TREVISO
(posta a soli 45 minuti di macchina dal nostro Centro)
la città si presenta ancora oggi chiusa dalle mura cinquecentesche,
allietata dalle acque del fiume Sile e dei suoi canali
che le scorrono dentro tra le case affrescate, accompagnando
le riviere e mettendo in moto ruote di vecchi mulini.
Da vedere:
- Chiesa San Nicolò: e' la più grande in
città, innalzata tra il Duecento e il Trecento, eleva
le sue alte pareti di mattoni con quella geometria semplicissima
che fu una peculiarità di quell'architettura. Accoglie
nella Sala del Capitolo del suo convento il capolavoro
del pittore Tommaso da Modena costituito dai ritratti
dei personaggi illustri dell'ordine domenicano. Saltuariamente
vi hanno luogo dei concerti viste le particolarità acustiche
del luogo;
- Chiesa di San Francesco: imponente e
interessantissima chiesa romanica, accoglie la tomba del
figlio di Dante Alighieri;
- Duomo: rinnovato alla fine del Quattrocento
e ulteriormente nel settecento, accoglie sull'altare con
sfavillio di colori un'Annunciazione di Tiziano;
- Palazzo dei Trecento: dove si riuniva
il Maggior Consiglio del Comune, composto da 300 cittadini,
rivela nella sua struttura tutta la solennità e l'orgoglio
della Treviso medievale. Oggi e' sede di mostre artistiche
e culturali;
- Loggia dei Cavalieri: ricorda i fasti
aristocratici della città al centro di una terra densa
di castelli e di cittadine turrite ed è sede oggi di esposizioni
dell'artigianato veneto;
- Pescheria: una delle parti più caratteristiche
della vecchia città con le sue case romaniche e la pittoresca
Riviera dei Buranelli;
Escursioni da effettuarsi a piedi nelle immediate vicinanze
della Pescheria porteranno alla scoperta di impensabili
case costruite sull'acqua "dove il Sile e il Cagnan s'accom
pagnan" (come scrisse Dante Alighieri nella sua Divina
Commedia), di cortiletti e mulini ad acqua che, ancora
integri e abilmente ristrutturati, danno all'ospite l'esatta
immagine dell'atmosfera e della ricchezza del modo di
vivere veneto.
Nella provincia di Treviso:
CONEGLIANO
situata sul bordo della pianura e giustamente rinomata
per l'ottimo vino Prosecco, la cittadina eleva il suo
castello dove oggi è sistemato un museo e conserva la
vecchia Scuola dei Battuti con un ciclo di affreschi del
Pozzoserrato (sulla torre di destra e' in funzione un
piccolo ristorante con veduta sulla città);
Follina: sede di un'importante
Abbazia Cistercense il cui prezioso chiostro da solo vale
una visita;
CASTELFRANCOcittà murata sorta ai piedi
di un vetusto castello è patria del pittore Giorgione
che fu il più autentico e sensibile interprete di questa
terra.

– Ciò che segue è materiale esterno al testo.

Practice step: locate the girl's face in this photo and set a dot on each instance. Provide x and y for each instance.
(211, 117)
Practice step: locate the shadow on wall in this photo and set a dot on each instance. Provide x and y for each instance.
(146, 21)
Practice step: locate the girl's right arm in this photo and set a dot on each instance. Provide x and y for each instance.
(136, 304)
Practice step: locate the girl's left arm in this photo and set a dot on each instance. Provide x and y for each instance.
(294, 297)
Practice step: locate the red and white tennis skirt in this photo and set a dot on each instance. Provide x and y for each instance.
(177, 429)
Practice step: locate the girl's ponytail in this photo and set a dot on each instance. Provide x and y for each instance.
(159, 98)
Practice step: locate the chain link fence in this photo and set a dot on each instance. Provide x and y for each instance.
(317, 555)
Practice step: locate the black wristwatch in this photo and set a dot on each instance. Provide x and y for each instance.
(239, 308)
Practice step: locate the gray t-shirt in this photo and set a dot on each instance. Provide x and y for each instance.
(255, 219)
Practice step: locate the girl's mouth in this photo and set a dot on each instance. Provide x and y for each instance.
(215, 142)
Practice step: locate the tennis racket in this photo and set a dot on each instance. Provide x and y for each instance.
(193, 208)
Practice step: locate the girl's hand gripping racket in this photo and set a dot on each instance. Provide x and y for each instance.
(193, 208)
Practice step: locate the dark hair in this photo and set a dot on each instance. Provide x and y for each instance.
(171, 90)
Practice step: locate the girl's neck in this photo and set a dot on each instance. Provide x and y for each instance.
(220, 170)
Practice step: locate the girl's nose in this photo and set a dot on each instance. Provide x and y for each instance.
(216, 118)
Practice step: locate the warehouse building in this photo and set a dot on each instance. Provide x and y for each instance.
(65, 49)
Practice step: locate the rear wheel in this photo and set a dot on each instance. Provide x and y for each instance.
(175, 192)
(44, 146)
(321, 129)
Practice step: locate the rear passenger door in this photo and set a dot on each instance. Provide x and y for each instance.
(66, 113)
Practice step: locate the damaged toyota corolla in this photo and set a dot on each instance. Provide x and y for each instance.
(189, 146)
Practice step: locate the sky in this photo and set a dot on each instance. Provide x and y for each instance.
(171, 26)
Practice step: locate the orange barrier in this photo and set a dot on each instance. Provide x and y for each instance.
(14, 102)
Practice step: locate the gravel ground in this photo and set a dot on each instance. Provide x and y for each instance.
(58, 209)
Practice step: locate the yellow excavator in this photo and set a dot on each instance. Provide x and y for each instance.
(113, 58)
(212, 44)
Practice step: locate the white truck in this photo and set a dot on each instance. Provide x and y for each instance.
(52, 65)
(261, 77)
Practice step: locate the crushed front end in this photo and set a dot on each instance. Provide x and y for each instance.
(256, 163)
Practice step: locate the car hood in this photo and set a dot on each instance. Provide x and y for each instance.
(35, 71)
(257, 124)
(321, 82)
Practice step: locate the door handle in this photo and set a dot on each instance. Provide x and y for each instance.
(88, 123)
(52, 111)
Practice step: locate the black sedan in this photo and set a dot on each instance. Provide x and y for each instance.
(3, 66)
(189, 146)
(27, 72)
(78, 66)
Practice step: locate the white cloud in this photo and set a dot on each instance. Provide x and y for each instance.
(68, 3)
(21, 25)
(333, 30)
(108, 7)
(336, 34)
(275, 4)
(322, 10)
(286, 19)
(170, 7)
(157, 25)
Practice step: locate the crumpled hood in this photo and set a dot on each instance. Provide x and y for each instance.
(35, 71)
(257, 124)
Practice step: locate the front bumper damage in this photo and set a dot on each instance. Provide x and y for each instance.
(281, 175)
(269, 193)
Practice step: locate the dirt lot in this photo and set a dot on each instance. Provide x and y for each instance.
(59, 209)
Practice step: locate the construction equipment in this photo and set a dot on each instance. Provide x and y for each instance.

Vissuto tra il Quattrocento e il Cinquecento fu
lui a rivelarne più di ogni altro l'essenza donando alla
pittura veneta la melodia degli accordi tonali. La sua
Pala è visitabile all'interno del Duomo;
ASOLO
borgo antico che si affaccia sulla pianura dal primo di
quei colli che si susseguono come un grande giardino fino
ai piedi del Grappa. Asolo di tutte queste apparizioni
sembra essere la regina e non a caso ad un nome di regina
essa ci riporta, a quella Caterina Cornaro regina di Cipro
che nel Cinquecento la ebbe in feudo da Venezia in cambio
della grande isola mediterranea. Il centro, posto in collina
e dominato dalla severa rocca, è rimasto scrupolosamente
intatto e sussegue interessanti periodici mercatini a
bottegucce di antiquariato. Conserva orgogliosa, ma rispettosamente
chiusa, la casa di Eleonora Duse della quale le genti
si soffermano a leggere la targa posta in memoria della
grande attrice. E' consigliabile visitare a piedi questo
meraviglioso angolo collinare lasciando l'auto nelle adiacenze;
Maser: sorge ai piedi delle
colline asolane e custodisce con giustificato orgoglio
quella che è considerata forse la più bella della ville
palladiane, certamente la più famosa per le sue decorazioni
realizzate da Paolo Veronese ed Alessandro Vittoria. I
Barbaro stessi, i committenti, sono esemplari per conoscere
la migliore aristocrazia veneziana di quel tempo. La villa
è visitabile e con essa l'interessante Museo delle Carrozze
poste nelle immediate vicinanze;
Possagno: famoso per l'imponenza
e il rigore del Tempio dello scultore neoclassico Antonio
Canova del quale e' visitabile anche la ricchissima gipsoteca.